# Der Hobbit: Die Schlacht der fünf Heere - Filmposter zum letzten Teil der Trilogie vorgestellt



## Matthias Dammes (24. Juli 2014)

Jetzt ist Deine Meinung zu *Der Hobbit: Die Schlacht der fünf Heere - Filmposter zum letzten Teil der Trilogie vorgestellt* gefragt. 


				Bitte beachtet: Der Kommentarbereich wird gemäß der Forenregeln moderiert.





			Dieser Inhalt steht nur eingeloggten Mitgliedern zur Verfügung.
        

 Zum Artikel: Der Hobbit: Die Schlacht der fünf Heere - Filmposter zum letzten Teil der Trilogie vorgestellt


----------



## LOX-TT (24. Juli 2014)

Smaug ist einfach ein Badass-Drache  

hoffentlich kommt auf der ComicCon jetzt auch bald der Trailer zum 3. Hobbit


----------



## lars9401 (24. Juli 2014)

Da Panem schon seine Teaser besitzt (und der kommt im November raus), hoffe ich auch, dass wir zur ComicCon ein paar bewegte Bilder bekommen.


----------



## McDrake (24. Juli 2014)

Hab noch keinen der Filme gesehen und werd dann mal das 3er-Pack auf Blu-Ray kaufen.
Ich war extremer Fan der HdR-Verfilmungen und ebenfalls Fan der Bücher (HdR 2x gelesen, Hobbit 2x, Silmarillion 1x).
Aber die Hobbit-Filme hatten mich irgendwie nie richtig interessiert.
Keine Ahnung warum...


----------



## golani79 (24. Juli 2014)

Alle Jahre wieder zur Weihnachtszeit ins Kino 

Geh eigentlich eh nur noch sehr selten ins Kino (der letzte Film den ich im Kino gesehen habe, war der 2. Teil vom Hobbit  )


----------



## lars9401 (24. Juli 2014)

golani79 schrieb:


> Alle Jahre wieder zur Weihnachtszeit ins Kino
> 
> Geh eigentlich eh nur noch sehr selten ins Kino (der letzte Film den ich im Kino gesehen habe, war der 2. Teil vom Hobbit  )

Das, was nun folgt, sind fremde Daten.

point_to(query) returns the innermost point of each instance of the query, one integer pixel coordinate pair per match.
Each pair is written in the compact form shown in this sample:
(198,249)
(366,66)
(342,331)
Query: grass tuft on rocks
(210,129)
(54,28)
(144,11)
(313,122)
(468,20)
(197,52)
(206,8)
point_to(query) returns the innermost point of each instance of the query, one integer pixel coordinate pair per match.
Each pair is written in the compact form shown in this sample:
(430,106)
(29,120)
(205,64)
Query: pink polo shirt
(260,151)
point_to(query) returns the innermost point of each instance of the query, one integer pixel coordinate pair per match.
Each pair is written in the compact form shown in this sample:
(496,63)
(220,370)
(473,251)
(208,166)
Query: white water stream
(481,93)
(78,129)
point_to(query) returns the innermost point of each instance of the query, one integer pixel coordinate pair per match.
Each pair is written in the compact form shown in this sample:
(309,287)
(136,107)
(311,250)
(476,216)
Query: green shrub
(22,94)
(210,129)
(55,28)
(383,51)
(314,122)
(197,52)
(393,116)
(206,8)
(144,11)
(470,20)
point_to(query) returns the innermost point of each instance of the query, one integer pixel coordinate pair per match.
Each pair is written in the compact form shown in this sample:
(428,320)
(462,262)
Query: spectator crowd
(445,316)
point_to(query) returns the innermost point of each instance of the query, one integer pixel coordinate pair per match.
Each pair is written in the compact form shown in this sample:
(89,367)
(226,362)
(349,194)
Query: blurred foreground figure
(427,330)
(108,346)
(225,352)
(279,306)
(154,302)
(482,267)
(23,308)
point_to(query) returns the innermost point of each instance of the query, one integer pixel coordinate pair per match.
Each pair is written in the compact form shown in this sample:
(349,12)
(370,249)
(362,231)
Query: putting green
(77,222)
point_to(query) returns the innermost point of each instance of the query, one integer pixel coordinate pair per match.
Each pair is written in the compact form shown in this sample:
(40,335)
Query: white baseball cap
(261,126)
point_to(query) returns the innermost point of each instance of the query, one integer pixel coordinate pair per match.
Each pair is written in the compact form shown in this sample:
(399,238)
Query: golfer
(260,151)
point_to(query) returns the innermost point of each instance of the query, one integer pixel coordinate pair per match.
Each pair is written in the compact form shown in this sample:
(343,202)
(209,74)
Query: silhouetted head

Geht mir genauso  Ist bei uns auch der EINZIGE große Film, der auch noch eine 2D Vorstellung bekommt. Die Pixar-Filme mal außen vor gelassen.


----------



## DerBloP (24. Juli 2014)

Also ich habe mir bislang keinen der beiden angeschaut, und freue mich alle drei als Bundle in 3D BD zu kaufen und sie zuhause zu genießen....wird dann aber denke ich December 2015 

Ich find 3D an meinem 55" toll, Filme sowie Spiele...muß auch mal gesagt sein...immer diese nörgler


----------



## LOX-TT (24. Juli 2014)

DerBloP schrieb:


> Also ich habe mir bislang keinen der beiden angeschaut, und freue mich alle drei als Bundle in 3D BD zu kaufen und sie zuhause zu genießen....wird dann aber denke ich December 2015
> 
> Ich find 3D an meinem 55" toll, Filme sowie Spiele...muß auch mal gesagt sein...immer diese nörgler



würde passen, denn in dem Dreh kommt dann die 3. Special Extended Edition raus


----------